À 100% ! Il m’a appris à diriger, point final. J’ai réalisé que sur mes tournages, tout le monde est toujours très concentré ; et cette concentration vient directement de Shannon, car il est intimidant. J’ai aussi appris grâce à lui que mes acteurs sont toujours plus intelligents que moi. Il ne faut pas essayer de les manipuler. Si j’ai un changement à faire, je dois le lui exposer de manière très pragmatique et directe : « C’est ce que j’ai écrit et ce à quoi j’ai pensé en le faisant. Voici mon objectif et la manière dont tu pourrais m’aider à l’atteindre. » Il faut jouer franc-jeu. Et parfois, ça marche dans l’autre sens. Michael, ou un autre acteur bien sûr, peut proposer une chose à laquelle je n’avais pas pensé et tout éclairer. Il y a une scène dans The Bikeriders, près du feu de camp, où le personnage de Michael Shannon raconte qu’il n’a pas réussi le test pour partir au Vietnam. Avant qu’on ne filme, il vient me voir et me dit : « Nichols, tu le trouves bien ce monologue ? » Pour moi, il l’était. Pas pour lui. J’ai dit : « Ok, montre-moi alors. » On commence, et tous les autres acteurs sont hypnotisés. Il les fait rire, comme prévu, la scène devait être comique ; et d’un seul coup il les scotche en évoquant la manière dont il n’a pas été désiré par l’armée. À ce moment, les sourires s’effacent. Michael Shannon a pris un monologue que j’ai écrit, que je pensais avoir compris, et en a fait la base permettant de comprendre la psychologie du gang. Tout ça, la première semaine de tournage ! Il a placé la barre très haut. Je ne serais pas là où j’en suis sans son exigence.  

Diriez-vous que The Bikeriders ouvre un nouveau chapitre dans votre filmographie ?

Je ne sais pas si c’est un nouveau chapitre.
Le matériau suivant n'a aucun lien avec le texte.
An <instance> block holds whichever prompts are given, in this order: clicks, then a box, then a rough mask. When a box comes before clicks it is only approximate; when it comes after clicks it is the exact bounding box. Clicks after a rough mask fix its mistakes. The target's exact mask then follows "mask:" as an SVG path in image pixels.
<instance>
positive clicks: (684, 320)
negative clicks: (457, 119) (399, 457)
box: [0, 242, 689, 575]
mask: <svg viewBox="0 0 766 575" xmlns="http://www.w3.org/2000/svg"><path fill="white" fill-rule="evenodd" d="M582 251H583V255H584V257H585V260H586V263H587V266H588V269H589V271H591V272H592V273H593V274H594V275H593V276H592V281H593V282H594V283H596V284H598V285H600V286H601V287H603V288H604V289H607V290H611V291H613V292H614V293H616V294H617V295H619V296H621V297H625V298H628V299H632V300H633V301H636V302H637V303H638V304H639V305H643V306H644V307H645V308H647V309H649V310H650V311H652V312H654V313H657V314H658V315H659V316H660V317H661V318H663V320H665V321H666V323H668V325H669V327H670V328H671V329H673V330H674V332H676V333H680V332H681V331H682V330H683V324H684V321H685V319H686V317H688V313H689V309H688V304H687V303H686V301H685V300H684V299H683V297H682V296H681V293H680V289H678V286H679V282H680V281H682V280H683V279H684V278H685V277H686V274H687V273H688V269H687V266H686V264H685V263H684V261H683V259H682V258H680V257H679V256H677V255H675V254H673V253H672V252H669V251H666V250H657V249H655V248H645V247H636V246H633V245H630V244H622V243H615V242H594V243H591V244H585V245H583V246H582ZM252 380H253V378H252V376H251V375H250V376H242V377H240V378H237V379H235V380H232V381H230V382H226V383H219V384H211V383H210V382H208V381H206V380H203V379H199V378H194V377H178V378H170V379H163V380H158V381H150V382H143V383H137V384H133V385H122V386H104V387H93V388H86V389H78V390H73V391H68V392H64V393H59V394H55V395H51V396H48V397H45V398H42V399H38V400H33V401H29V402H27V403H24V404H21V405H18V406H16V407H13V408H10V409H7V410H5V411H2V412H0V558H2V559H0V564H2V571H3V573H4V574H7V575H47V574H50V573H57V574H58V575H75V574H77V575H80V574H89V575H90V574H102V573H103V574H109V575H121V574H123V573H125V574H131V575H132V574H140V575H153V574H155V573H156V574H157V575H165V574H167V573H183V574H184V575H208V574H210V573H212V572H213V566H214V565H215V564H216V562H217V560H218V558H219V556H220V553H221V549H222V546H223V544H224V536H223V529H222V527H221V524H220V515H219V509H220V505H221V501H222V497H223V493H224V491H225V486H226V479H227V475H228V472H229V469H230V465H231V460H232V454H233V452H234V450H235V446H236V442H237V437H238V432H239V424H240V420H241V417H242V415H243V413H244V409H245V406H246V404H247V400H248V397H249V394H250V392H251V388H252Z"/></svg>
Il y a une émotion particulière dans ce film, que j’apprécie énormément, mais qui ne représente pas réellement qui je suis. Je ne m’identifie pas aux personnages masculins du film, je m’identifie à Kathy. Quand j’ai proposé le film à Tom Hardy, il m’a demandé s’il pouvait jouer Kathy (rires), et j’ai parfaitement compris ce qu’il voulait dire. Elle a cette humanité qui me parle, quand les personnages d’Austin Butler et de Tom Hardy, eux, me passent au travers. Je suis quand même fier de The Bikeriders, mais l’émotion n’y est pas aussi personnelle que dans mes autres films. Dans le futur, j’établirai des connexions plus frontales avec mes personnages.